Not a Bato...but..I'll paint just the same...

I scraped a paint panel off after painting this afternoon,
and my first painting scraped off perhaps in 20 years or
more that I can remember. I came to the conclusion I
might learn something about light, or find some inspira-
tion in Bato's work...but, I'm no Bato. I'm no Clyde Aspevig,
or Scott Christensen either for that matter. Love seeing
what is working for other artists and figuring out why.

I decided I needed a quick effort to recover my ego, so
I went back to my roots. No...its not a 200 hour painting
but it is a duck, a drake bluebill painted very much like
my early work.

This oil sketch is 5"x 7" and painted in about an hour's

Its not at that state of submission-like perfection
I would work on for a competition stamp entree, but it
was fun...and I kept it brief and simple. Quick...and in
a sketch like state. What might be fun to do, is try one
counting my brushstrokes like I did about a year ago on
a half-dozen subjects. Such really gets you thinking about
the brush work...


Jo Castillo said...

Larry, this has a nice soft feel to it. Lots of contrast without glaring. Sometimes we need to just "play".


Larry Seiler said...

thanks Jo...

perhaps if one thing or idea isn't going so well, rather than despair, maybe work it out to feel better about painting with something else..

Tim Bye said...

Don't forget Bato will never paint a Larry Seiler either! Great work

Larry Seiler said...

thanks Tim...
I'm not cast down...just kinda bummed I couldn't figure out more. Least not at the immediate. There are ways. For example, one way to sign up for a workshop with a good painter, without actually taking a workshop...might be that age old tradition of copying the painting.

I did that way back in the late 70's, when I used to copy Rembrandt and Frans Hals work. Guess if Bato's work impresses me THAT much, that is what I could do. Perhaps I just may.. 8^)

I don't want to lose my way of painting. So it is understood, I don't despise my working, just want to better understand the light as Bato is seeing it. Folks I don't believe will see a quantum shift in my work.

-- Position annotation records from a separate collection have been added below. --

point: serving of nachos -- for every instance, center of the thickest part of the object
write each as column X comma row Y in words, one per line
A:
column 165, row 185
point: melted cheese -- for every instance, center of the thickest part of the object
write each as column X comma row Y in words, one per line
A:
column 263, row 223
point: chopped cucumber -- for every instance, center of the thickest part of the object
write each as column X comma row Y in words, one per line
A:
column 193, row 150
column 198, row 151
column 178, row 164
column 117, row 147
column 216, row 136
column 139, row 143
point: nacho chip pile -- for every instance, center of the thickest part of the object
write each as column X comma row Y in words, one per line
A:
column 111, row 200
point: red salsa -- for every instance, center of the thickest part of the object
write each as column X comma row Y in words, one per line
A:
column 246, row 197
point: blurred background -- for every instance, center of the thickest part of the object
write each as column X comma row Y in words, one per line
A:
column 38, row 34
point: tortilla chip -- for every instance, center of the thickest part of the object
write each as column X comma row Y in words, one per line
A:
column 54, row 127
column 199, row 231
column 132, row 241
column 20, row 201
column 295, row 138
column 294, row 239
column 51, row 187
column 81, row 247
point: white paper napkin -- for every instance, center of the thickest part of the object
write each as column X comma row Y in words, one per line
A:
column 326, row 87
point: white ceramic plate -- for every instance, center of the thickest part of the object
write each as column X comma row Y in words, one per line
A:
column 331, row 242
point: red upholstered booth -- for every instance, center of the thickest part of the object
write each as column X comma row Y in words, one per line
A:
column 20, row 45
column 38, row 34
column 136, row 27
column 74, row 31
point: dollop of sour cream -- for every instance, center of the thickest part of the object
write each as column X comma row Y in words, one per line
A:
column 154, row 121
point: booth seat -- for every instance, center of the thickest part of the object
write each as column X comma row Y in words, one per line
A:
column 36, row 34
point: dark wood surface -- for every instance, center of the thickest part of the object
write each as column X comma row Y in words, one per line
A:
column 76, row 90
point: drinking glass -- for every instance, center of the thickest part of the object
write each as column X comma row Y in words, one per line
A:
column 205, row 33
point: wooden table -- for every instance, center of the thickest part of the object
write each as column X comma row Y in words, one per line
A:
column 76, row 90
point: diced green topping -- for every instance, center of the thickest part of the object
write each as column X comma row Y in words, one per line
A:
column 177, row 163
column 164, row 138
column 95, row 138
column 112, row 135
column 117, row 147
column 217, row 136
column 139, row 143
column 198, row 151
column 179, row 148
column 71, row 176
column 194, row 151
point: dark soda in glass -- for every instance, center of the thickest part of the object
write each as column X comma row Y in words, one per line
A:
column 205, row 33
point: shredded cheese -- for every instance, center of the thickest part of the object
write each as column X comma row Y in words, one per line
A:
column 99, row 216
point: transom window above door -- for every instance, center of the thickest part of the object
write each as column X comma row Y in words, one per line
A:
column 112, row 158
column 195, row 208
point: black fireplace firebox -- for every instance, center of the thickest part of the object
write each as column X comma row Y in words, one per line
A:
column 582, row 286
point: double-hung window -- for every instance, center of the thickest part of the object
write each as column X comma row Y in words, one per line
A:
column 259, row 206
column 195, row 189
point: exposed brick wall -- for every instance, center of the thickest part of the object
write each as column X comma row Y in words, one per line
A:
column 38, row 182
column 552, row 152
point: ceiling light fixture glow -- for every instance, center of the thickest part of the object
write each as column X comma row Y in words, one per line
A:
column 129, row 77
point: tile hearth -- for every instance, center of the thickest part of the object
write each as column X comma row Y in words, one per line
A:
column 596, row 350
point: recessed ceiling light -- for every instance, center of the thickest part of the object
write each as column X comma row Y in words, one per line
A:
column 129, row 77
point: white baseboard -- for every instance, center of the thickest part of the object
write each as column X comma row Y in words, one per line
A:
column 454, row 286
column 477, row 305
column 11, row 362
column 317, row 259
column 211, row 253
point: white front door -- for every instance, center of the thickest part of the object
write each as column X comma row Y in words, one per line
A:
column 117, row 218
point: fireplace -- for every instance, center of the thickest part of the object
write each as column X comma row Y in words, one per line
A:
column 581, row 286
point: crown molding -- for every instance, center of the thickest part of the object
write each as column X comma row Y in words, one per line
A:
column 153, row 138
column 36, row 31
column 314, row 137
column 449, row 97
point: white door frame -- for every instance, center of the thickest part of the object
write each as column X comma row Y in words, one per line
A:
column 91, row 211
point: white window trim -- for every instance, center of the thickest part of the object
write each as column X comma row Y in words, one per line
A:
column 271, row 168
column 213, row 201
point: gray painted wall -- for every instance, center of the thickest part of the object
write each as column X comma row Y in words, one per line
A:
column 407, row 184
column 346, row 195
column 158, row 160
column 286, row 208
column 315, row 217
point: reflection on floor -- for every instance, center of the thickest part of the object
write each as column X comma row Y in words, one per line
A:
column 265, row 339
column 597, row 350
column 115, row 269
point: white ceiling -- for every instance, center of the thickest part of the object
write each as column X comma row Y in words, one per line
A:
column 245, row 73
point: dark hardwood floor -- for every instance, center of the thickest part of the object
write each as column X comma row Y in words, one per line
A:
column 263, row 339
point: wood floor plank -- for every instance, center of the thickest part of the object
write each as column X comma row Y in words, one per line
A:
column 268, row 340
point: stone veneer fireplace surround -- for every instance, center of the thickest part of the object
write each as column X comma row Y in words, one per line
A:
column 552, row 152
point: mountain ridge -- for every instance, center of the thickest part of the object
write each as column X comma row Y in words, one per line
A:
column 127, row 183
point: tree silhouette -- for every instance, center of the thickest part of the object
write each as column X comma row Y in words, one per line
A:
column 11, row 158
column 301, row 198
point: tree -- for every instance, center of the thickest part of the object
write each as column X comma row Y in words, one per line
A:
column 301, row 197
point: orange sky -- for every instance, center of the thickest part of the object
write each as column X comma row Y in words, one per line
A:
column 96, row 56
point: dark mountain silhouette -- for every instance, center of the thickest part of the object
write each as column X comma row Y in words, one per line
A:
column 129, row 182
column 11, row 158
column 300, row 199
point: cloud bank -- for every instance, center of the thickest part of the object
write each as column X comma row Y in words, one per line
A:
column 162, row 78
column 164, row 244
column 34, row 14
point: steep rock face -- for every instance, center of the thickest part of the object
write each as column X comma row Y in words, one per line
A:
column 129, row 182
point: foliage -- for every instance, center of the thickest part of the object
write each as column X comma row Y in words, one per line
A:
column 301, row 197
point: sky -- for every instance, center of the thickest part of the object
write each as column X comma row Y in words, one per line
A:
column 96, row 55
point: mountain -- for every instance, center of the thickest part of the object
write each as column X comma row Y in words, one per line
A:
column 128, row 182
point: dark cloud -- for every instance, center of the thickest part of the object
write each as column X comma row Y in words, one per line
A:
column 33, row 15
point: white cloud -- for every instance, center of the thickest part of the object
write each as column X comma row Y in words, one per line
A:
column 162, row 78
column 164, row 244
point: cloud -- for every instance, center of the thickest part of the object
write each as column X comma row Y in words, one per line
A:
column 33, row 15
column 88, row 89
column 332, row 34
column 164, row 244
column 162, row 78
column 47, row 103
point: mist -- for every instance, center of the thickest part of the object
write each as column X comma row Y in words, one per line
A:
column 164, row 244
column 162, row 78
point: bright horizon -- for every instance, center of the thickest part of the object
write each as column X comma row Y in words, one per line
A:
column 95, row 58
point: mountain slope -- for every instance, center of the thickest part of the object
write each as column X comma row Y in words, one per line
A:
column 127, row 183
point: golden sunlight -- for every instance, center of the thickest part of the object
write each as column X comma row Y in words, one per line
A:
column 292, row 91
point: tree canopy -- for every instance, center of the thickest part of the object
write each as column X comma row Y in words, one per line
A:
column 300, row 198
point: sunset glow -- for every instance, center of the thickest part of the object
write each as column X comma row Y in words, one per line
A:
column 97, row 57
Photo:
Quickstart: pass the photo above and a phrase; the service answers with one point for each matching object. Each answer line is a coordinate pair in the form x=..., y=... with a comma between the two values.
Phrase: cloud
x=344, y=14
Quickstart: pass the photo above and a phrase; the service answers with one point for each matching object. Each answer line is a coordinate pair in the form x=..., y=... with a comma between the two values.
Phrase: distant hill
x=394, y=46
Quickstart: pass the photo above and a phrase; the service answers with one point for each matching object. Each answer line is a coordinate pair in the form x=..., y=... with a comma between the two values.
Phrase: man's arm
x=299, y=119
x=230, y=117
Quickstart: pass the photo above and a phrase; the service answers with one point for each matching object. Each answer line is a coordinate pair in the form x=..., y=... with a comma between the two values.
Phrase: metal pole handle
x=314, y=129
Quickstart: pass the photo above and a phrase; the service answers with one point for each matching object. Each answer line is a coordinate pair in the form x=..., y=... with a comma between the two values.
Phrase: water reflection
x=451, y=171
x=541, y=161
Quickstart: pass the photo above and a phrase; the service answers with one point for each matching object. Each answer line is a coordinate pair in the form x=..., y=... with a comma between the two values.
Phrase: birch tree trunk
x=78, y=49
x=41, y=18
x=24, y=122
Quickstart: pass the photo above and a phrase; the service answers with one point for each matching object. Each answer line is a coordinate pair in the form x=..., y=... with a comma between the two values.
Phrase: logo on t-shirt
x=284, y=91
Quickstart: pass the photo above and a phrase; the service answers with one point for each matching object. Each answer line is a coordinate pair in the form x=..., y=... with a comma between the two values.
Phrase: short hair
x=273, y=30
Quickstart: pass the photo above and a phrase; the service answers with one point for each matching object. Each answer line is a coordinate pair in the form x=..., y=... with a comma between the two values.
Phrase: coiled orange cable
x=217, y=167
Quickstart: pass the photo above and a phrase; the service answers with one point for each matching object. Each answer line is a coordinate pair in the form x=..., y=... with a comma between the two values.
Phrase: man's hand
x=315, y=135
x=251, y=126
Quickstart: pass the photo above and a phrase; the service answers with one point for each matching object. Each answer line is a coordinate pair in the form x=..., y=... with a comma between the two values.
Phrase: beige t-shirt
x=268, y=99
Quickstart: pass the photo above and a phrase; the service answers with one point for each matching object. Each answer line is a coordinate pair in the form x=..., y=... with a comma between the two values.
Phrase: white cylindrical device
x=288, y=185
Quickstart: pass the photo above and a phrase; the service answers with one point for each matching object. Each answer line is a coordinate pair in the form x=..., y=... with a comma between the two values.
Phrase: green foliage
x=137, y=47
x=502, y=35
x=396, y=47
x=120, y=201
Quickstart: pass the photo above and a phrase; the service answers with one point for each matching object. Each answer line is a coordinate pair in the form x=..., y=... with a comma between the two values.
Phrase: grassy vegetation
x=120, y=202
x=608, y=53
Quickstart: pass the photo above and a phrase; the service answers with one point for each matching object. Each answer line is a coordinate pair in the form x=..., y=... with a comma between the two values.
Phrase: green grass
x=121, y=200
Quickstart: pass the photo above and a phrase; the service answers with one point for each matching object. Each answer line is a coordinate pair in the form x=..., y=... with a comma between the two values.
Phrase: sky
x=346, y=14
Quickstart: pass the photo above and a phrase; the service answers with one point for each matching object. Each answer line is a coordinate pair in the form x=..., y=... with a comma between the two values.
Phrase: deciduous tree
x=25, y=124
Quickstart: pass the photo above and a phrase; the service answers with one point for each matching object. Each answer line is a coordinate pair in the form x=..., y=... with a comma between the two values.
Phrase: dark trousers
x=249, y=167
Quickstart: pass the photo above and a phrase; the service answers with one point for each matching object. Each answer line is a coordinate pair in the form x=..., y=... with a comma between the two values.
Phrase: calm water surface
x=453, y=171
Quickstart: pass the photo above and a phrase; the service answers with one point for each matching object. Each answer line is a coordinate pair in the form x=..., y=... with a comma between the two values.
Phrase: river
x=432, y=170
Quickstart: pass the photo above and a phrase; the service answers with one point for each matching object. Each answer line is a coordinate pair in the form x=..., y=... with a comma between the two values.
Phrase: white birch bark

What I'm seeking is subtle, and because of that perhaps is why its at the moment difficult.

take care

Jason Seiler said...

Very nice Dad, great edges, and I really like the placement of the duck, the angle of the reflection in the water all helps strengthen the composition.

I think that Bato has something to offer an artist who's seeking growth and change or even to just try something new. But I can only handle so much Bato, it will eventually start to bore me. Of course there are a few of his paintings that I keep coming back to for inspiration. There are also paintings of his that I don't much care for at all.

I'm sure that he has his inspirations as well as well as his frustrations within his own work . . . we all do, after all, we're all human and we all must seek growth in whatever it is that we do, otherwise we'll very easily become stale . . . .

Larry Seiler said...

believe everything you say is true Jason...

I wonder if there are not some other dynamics at play too. As a long time art educator/instructor...part of my obligation and service is to understand what it is artists they do it, so there exists this natural intrigue on my part to observe others and be curious.

I say "dynamics" because where some of that filters over and wants to affect the educator as artist is perhaps hard to say or recognize. My own personal anecdote has simply been to paint, and paint often... paint much.

It is difficult for the artist to find himself, because even the taken on of an agent or a publisher (depending on the genre) can begin to dictate how far one may deviate or grow beyond the work of others to promote you.

I agree with you...about 70% of the works of Bato do not speak to me...but of those that do, there is a hint of something I've been knocking on the door myself to add to my work. It makes sense to pay attention when that little something is just on the other side of that door and you see another who has come to find it.

Not to necessarily reinvent myself and work...but to give that extra little something I'm already and have been seeking. Its about pursuing the light and the special things that gives a painting a feeling of REAL'ness while blatantly believing that benign detail does not then necessarily give a realistic painting the feeling of life...of that which gives the viewer the feeling of being able to take it in. The painting becoming a type of experience rather than a recording of facts.